Creo que todo el mundo, sobre todo al enfrentarse a algún reto personal, ha escuchado alguna vez esa voz interior que insinúa que no lo vamos a conseguir. Como si de una caja de pandora se tratase, todas nuestras preocupaciones parecen agolparse simultáneamente en nuestra cabeza, por lo que más pronto que tarde, nuestro estado anímico acaba por resentirse.
Diversos estudios afirman que a lo largo de nuestro día se nos suelen pasar por la cabeza entre 40.000 y 80.000 pensamientos.
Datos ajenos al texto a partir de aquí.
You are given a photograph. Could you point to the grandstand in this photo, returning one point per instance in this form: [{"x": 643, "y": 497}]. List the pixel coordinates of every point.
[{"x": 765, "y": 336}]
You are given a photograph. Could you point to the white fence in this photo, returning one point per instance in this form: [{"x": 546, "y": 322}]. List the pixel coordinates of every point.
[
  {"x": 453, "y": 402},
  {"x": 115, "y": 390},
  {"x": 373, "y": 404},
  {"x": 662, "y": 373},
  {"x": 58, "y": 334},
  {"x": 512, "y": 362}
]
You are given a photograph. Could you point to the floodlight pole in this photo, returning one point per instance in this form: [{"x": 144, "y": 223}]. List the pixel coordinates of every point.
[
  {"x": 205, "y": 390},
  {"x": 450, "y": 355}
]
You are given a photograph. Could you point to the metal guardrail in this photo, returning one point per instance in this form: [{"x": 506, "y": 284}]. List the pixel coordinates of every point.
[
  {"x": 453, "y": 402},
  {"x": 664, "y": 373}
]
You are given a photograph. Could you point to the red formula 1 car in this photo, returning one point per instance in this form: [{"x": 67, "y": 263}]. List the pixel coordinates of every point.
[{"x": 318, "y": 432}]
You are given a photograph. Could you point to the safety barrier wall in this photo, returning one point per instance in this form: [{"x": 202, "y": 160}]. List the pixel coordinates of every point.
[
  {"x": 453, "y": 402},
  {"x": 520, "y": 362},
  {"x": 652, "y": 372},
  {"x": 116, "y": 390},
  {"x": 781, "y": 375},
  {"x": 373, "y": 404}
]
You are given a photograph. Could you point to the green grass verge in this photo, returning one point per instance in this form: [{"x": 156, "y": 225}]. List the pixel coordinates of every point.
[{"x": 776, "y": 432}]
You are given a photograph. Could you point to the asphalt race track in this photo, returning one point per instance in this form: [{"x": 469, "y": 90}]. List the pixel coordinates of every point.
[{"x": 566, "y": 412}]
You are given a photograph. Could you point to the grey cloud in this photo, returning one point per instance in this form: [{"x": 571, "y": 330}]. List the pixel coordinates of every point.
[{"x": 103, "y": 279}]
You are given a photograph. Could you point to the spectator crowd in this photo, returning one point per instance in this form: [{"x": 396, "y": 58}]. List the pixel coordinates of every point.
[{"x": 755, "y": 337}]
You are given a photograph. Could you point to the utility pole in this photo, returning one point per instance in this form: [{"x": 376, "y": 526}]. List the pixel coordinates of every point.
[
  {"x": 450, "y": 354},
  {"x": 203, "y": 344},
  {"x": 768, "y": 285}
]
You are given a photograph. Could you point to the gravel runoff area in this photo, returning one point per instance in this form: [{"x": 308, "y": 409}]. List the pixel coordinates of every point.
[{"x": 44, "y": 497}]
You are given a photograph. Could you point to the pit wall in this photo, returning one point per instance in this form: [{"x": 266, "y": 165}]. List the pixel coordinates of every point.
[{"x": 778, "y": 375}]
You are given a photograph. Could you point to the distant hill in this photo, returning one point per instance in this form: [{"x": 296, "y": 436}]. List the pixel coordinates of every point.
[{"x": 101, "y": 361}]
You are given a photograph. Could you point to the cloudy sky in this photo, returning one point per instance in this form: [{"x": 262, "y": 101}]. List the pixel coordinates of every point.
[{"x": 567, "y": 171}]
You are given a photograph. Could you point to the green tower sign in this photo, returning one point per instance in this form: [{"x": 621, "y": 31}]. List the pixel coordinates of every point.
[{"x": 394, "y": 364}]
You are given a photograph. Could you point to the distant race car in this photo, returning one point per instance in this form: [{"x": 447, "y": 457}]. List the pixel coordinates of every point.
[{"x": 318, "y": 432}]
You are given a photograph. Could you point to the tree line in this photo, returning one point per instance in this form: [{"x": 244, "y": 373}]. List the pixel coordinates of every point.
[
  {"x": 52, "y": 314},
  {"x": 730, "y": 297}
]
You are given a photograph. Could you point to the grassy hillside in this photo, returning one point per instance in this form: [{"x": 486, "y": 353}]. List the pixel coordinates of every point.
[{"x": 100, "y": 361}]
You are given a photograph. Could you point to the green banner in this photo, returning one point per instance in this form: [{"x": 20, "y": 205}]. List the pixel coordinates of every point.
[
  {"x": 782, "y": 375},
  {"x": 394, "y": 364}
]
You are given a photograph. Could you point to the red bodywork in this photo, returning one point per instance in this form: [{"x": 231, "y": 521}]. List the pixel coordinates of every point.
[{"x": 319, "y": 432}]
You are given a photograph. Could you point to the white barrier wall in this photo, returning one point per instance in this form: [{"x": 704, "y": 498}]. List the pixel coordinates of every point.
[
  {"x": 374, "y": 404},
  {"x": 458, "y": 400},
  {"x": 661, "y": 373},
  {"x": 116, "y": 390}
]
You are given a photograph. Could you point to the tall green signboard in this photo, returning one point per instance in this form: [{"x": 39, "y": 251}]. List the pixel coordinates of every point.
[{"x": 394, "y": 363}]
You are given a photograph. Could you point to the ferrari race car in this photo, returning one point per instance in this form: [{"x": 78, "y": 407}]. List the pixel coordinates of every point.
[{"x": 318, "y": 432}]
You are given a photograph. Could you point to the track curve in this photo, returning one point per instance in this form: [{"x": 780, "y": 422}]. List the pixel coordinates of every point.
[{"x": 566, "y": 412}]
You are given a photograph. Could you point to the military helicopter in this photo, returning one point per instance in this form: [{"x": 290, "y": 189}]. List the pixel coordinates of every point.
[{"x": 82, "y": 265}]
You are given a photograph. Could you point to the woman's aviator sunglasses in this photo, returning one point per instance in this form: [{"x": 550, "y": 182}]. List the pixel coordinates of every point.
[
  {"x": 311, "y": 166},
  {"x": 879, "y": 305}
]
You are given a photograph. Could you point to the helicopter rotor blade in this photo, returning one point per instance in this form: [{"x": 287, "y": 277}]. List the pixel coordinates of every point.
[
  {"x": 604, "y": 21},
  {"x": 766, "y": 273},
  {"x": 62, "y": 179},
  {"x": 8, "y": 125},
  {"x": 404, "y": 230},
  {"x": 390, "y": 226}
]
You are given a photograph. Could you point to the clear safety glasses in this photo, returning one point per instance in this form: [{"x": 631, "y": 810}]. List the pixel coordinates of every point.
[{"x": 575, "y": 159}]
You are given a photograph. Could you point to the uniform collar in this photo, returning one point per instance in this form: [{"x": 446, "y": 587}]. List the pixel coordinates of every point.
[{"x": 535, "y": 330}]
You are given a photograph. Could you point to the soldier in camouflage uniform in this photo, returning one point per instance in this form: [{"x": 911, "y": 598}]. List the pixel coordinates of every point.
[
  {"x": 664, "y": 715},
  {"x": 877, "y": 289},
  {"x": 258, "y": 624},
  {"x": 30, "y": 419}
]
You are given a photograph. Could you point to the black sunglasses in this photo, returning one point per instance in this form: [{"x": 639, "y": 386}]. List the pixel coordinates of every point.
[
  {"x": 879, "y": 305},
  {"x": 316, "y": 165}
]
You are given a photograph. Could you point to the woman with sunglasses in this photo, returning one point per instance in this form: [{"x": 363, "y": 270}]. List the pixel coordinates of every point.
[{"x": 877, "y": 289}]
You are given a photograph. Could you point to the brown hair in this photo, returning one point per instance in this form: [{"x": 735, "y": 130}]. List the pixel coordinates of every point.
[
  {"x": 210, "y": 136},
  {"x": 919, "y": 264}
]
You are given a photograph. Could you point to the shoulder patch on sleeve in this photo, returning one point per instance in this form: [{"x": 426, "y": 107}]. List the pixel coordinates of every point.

Generalmente, los que tienen una connotación negativa suelen llevarse la mayor parte de nuestra atención, impidiéndonos centrar todos los esfuerzos en lo que es realmente importante para nosotros.
Es por esta razón por la que los opositores tenemos que aprender a gestionar los pensamientos negativos, ya que si no lo hacemos, empezaremos a entrar en una dinámica de frustración de la que será muy difícil escapar.
Eso es precisamente lo que intentaremos evitar en este post. ¡Espero que te sea de ayuda!

Por qué nos afectan tanto los pensamientos negativos
Si quisiéramos encontrar una explicación a por qué tenemos pensamientos negativos, lo cierto es que no la encontraríamos. Es algo intrínseco al ser humano que surge cuando menos te lo esperas, de forma espontánea, y sin ningún motivo.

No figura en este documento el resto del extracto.